On top of that, Slave women had to compete with poor white women as hucksters. And naturally, (or if you prefer with your contemporary eyes “unnaturally”) the law took the side of the poor white women against black slave women. So it is that black slave women could not sell sugar, cotton, rum, molasses or ginger without written permission. These were left, in the main, for poor white women. Please note how specific these white minority, and therefore, discriminatory laws were. They determined where black women could live and could not live, when they could be out of doors, and when they could not, who they could be seen with and whom they could not. Their sub-humanity was enforced by law.

There are some curious things in Antiguan history. It is obvious that the small minority white population lived in mortal dread of the enslaved majority. They used the law to build a rampart, an unbreachable rampart of protection around them, rich or poor, but white nevertheless. For example, slave owners were compelled by law to maintain certain proportions to slaves on the sugar estates. In 1692, for example, every white man possessing ten slaves had to keep one white indentured servant in his service. After 1716, each man who had 15 slaves had to furnish one white man for militia duty and one additional white recruit for every twenty slaves thereafter. A bill of 1740 declared that each planter must provide one white man or two white women for every 30 slaves owned. Failure to comply carried a fine of forty pounds sterling. Quite a high fine, you will note.

Then there was a bill of 1767 entitled “An Act for the Encouragement of, and Maintaining White Women Servants and preserving and increasing the Number of White Inhabitants in this Island.” It stated frankly and clearly that the bills of 1716, 1740 and 1755 to encourage immigration did not produce the “good effects hoped for. Our numbers of white people having rather decreased than otherwise, which has been chiefly occasioned by Women not being allowed to pass and reckon as Servants.” The Antiguan law makers of 1767 also complained that “too many (white) overseers and agricultural servants remained celibate their Wives being deemed as Burthens upon such plantations.”

I laughed my head off when I read that. Celibate in plantation society? Never happen. It was obvious that the white overseers were getting “it” from the small gang to the slave women, and consequently neglected their white wives, who they came to see as “burthens upon the plantations.” The white overseers bore no responsibility, paternal or financial, or both, for the offspring of their black couplings. The off-spring of such unions – the coloured – were discriminated against the whites, even when freed. They, in turn, discriminated against blacks.

But slave women were always the backbone of resistance in this and other Caribbean territories. Slave women made more complaints in the Courts than men. And slave women outnumbered men as offenders under Slave Laws.

In a Report on slaves in Guiana, the so-called protector of slaves in 1826 had this to say:

“There is no question as far as has come within my reach of observation as to the difficulty of managing the women and they [the slave women] are irritating and insolent to a degree – often instigated by the men – to take advantage of the exemption from stripes and in town do little or nothing.”

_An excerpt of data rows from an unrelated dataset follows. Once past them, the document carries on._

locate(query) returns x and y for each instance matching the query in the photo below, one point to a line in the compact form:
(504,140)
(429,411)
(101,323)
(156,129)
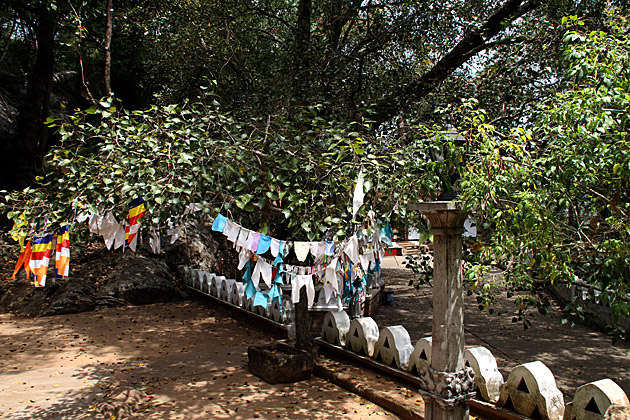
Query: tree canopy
(269,109)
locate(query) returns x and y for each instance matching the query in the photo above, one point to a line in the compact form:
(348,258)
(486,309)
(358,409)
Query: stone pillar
(447,385)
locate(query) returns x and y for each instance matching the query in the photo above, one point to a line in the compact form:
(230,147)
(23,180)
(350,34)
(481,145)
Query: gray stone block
(280,363)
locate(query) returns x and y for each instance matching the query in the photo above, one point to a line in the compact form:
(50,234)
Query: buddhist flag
(136,212)
(62,253)
(40,256)
(23,260)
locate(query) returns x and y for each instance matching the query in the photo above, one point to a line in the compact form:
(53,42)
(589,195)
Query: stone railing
(530,389)
(232,292)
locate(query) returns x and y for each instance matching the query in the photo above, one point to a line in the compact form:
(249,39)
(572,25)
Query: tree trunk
(27,151)
(301,54)
(108,51)
(472,43)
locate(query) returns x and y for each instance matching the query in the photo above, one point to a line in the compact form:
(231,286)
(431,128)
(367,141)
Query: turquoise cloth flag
(219,223)
(264,243)
(279,258)
(261,299)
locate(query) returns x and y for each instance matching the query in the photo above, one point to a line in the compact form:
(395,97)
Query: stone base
(280,363)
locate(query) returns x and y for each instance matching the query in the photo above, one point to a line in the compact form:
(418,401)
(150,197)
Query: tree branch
(472,43)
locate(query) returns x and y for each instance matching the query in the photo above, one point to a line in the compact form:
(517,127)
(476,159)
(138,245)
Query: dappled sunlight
(188,362)
(576,355)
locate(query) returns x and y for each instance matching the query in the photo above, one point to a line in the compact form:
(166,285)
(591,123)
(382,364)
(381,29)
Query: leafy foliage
(293,177)
(555,198)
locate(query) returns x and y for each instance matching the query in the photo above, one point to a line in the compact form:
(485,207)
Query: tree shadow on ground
(576,355)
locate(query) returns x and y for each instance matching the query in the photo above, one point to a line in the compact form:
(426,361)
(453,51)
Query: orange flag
(23,260)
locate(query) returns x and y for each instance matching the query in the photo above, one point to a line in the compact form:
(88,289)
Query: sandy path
(576,355)
(189,361)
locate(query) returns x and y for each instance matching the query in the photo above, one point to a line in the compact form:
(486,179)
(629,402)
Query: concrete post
(447,385)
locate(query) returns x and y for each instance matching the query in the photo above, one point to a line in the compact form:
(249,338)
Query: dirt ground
(576,355)
(184,361)
(178,360)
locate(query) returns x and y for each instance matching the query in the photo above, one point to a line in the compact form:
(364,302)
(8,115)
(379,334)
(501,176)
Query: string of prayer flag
(23,260)
(40,256)
(62,253)
(137,210)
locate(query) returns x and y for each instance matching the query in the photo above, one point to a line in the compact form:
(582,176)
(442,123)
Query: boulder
(139,280)
(280,363)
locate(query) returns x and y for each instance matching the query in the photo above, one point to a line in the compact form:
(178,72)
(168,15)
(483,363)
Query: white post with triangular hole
(447,385)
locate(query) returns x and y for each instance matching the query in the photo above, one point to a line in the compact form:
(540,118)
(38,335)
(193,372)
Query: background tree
(555,198)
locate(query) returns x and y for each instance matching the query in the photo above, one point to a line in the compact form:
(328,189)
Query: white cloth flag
(275,246)
(357,199)
(95,223)
(332,280)
(173,231)
(263,269)
(301,250)
(234,231)
(366,259)
(297,283)
(352,249)
(109,227)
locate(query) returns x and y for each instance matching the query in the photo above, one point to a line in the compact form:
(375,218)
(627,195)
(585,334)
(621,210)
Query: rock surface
(100,278)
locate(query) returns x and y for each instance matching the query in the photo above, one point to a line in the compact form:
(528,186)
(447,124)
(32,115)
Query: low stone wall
(231,291)
(530,389)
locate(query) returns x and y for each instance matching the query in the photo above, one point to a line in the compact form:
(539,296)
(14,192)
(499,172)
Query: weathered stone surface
(531,391)
(287,315)
(237,295)
(394,347)
(215,286)
(591,401)
(226,289)
(197,247)
(139,280)
(421,355)
(280,363)
(617,412)
(206,281)
(487,375)
(335,327)
(362,336)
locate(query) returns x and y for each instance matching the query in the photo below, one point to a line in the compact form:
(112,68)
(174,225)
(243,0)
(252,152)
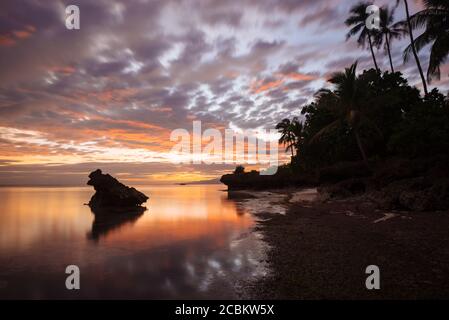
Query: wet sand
(320,250)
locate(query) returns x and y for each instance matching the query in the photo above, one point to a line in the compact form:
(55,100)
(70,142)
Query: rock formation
(110,193)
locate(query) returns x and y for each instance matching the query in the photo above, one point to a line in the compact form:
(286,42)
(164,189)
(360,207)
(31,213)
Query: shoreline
(320,250)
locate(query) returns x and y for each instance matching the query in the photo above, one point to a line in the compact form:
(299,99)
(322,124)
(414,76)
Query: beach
(320,250)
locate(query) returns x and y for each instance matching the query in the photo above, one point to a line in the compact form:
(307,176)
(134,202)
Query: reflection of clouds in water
(246,261)
(264,202)
(195,269)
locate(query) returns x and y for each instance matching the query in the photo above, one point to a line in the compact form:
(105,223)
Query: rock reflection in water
(108,219)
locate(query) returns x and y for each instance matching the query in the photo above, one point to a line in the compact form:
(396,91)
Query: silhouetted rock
(110,193)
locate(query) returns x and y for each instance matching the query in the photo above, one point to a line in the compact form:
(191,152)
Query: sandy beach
(320,250)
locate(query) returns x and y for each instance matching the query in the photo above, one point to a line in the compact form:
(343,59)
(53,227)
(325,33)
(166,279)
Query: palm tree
(412,45)
(357,20)
(435,19)
(388,31)
(345,103)
(288,130)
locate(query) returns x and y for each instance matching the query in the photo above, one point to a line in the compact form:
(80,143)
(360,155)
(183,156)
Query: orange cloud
(7,41)
(299,76)
(63,69)
(11,38)
(261,86)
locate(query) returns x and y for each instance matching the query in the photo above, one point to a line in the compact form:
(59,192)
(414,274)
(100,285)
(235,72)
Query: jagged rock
(111,193)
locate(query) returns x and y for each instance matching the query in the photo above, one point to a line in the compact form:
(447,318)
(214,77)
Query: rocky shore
(319,248)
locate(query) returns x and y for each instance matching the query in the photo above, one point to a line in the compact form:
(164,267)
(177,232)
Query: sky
(109,94)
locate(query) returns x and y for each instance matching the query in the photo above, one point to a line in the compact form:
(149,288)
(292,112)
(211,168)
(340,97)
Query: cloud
(136,70)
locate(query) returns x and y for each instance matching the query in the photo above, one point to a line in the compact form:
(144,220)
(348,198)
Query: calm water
(192,242)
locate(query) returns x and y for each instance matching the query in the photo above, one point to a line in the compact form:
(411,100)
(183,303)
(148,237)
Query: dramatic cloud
(109,95)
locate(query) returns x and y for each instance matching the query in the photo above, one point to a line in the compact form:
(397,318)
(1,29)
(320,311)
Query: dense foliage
(374,114)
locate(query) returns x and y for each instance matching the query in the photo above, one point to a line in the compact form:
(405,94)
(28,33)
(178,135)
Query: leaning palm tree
(387,32)
(412,47)
(287,130)
(357,20)
(345,103)
(435,19)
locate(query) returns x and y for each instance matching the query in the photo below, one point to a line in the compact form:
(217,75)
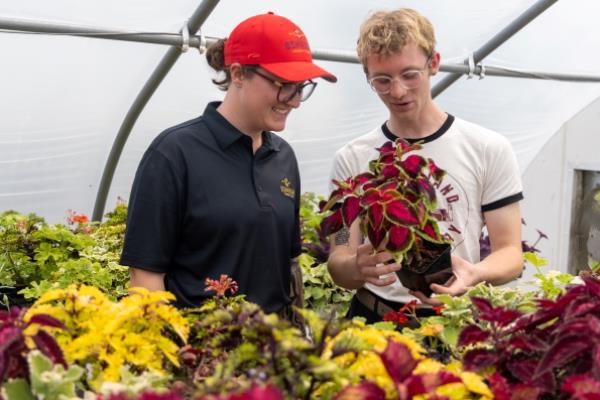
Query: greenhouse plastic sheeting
(63,98)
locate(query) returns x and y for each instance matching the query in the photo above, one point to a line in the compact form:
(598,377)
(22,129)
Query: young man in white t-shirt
(482,185)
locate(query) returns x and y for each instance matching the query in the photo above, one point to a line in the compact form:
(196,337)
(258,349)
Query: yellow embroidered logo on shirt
(286,188)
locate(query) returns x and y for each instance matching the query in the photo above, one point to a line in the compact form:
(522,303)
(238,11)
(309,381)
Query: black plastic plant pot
(419,277)
(12,298)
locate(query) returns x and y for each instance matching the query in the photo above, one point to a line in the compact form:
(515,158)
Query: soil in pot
(435,267)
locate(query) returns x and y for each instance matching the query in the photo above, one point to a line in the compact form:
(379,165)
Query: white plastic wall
(549,183)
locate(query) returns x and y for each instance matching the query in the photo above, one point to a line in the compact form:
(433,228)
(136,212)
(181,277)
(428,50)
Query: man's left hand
(465,276)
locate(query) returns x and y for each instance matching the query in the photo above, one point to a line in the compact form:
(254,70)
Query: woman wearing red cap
(220,194)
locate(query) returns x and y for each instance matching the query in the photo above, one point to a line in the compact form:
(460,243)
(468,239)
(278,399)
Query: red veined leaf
(522,391)
(430,232)
(593,325)
(400,239)
(593,285)
(48,346)
(350,210)
(428,382)
(46,320)
(562,352)
(580,385)
(472,334)
(370,196)
(334,198)
(363,391)
(522,369)
(375,215)
(387,148)
(401,212)
(499,387)
(413,164)
(478,359)
(403,144)
(375,236)
(398,361)
(390,171)
(332,223)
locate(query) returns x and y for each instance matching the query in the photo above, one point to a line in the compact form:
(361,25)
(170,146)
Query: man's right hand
(375,268)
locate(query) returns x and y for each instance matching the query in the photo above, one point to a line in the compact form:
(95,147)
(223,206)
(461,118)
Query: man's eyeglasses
(410,79)
(287,90)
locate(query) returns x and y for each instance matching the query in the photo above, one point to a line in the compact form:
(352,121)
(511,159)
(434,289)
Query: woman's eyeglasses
(287,90)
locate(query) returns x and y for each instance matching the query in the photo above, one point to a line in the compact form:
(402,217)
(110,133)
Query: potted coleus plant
(397,207)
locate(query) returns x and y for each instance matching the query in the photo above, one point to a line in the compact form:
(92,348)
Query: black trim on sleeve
(502,202)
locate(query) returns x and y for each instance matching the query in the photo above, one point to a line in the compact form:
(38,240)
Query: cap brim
(298,71)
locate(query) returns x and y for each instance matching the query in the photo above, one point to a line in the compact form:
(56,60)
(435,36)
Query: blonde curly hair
(387,32)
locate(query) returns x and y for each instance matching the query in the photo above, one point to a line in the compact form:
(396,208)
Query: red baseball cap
(277,45)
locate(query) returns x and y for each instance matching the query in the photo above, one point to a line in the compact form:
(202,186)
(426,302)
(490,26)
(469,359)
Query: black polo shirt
(202,204)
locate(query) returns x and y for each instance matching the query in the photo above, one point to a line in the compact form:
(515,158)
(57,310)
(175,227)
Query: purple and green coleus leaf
(395,200)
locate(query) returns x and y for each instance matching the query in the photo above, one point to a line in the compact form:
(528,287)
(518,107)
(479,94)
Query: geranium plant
(397,207)
(16,341)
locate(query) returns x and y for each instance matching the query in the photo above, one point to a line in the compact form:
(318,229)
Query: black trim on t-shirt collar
(443,129)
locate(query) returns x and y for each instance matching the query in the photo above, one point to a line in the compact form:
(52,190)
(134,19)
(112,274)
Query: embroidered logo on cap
(297,33)
(286,188)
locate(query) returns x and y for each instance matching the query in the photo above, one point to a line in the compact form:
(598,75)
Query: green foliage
(140,330)
(311,218)
(37,256)
(17,389)
(321,294)
(234,344)
(48,381)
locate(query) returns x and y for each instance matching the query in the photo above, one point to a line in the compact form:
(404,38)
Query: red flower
(410,307)
(396,316)
(221,286)
(438,309)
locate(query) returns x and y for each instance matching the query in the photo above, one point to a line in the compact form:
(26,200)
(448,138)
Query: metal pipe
(165,65)
(521,21)
(512,73)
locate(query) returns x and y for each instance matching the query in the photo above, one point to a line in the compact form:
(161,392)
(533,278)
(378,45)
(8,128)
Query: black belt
(373,302)
(382,306)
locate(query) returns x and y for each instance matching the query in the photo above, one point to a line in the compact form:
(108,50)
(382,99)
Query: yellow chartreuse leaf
(367,364)
(105,336)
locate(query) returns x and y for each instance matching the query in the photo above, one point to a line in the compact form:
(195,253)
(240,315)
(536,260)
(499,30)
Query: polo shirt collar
(226,134)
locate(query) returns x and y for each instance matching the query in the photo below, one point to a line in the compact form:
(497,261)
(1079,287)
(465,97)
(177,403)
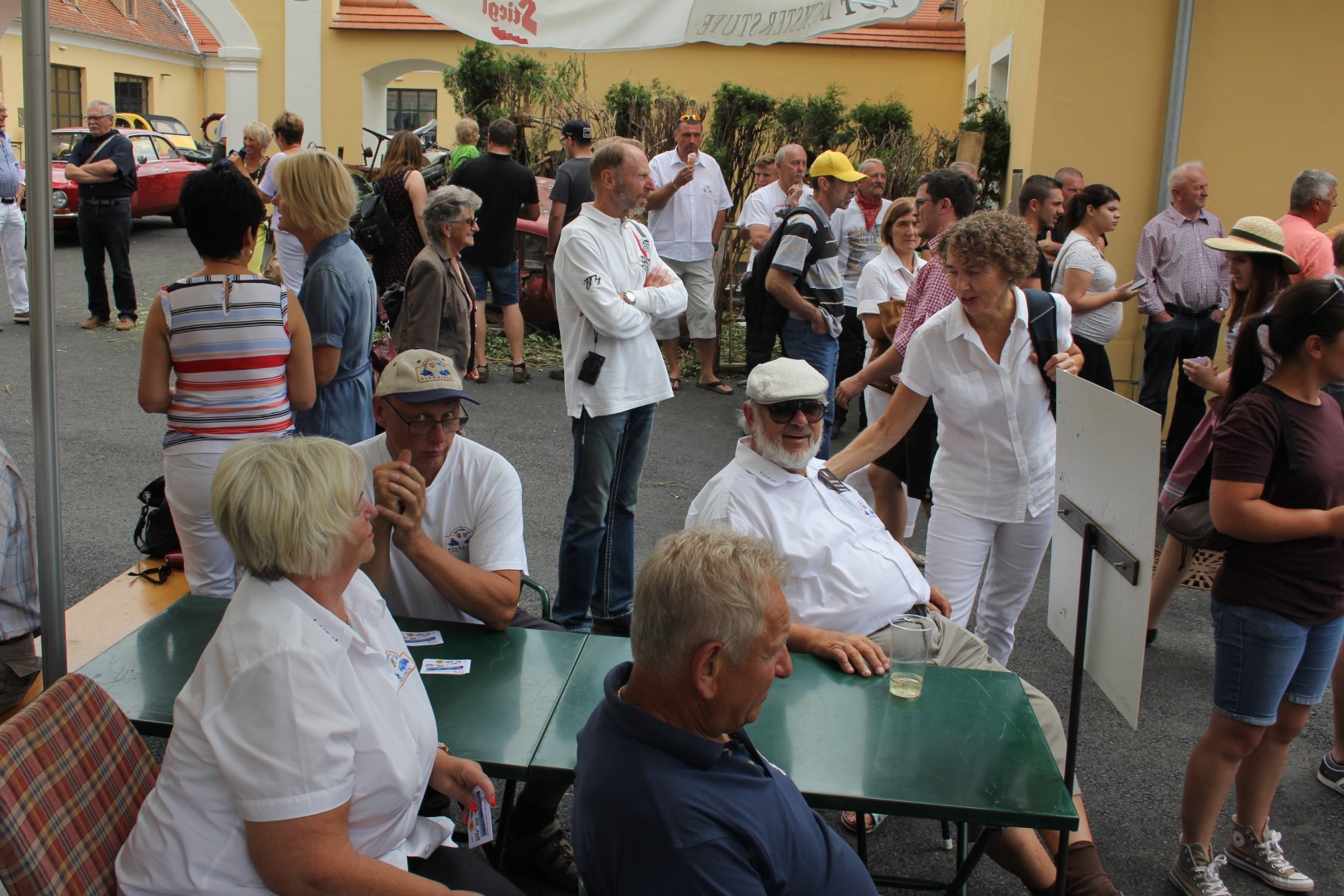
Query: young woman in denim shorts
(1278,599)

It was, in the main, slave women who led the everyday resistance to slavery, now hidden now open, when it reached the stage of open rebellion, they often allowed the men to lead recognising gender differences in strength, I suppose.

Even today it is still the female descendants of our slave ancestors, who still lead the day-to-day agitation on the ground calling for resistance to this or that wrong. Maybe roles have changed. In that now, it is women who instigate the men, but men lead. Whichever way it goes, the resistance of black women, to an unequal and unfree society has been continuous and on-going. They, of course, are twice oppressed, as worker and as woman. Their emancipation is bound up, with a Caribbean nation in a new democracy.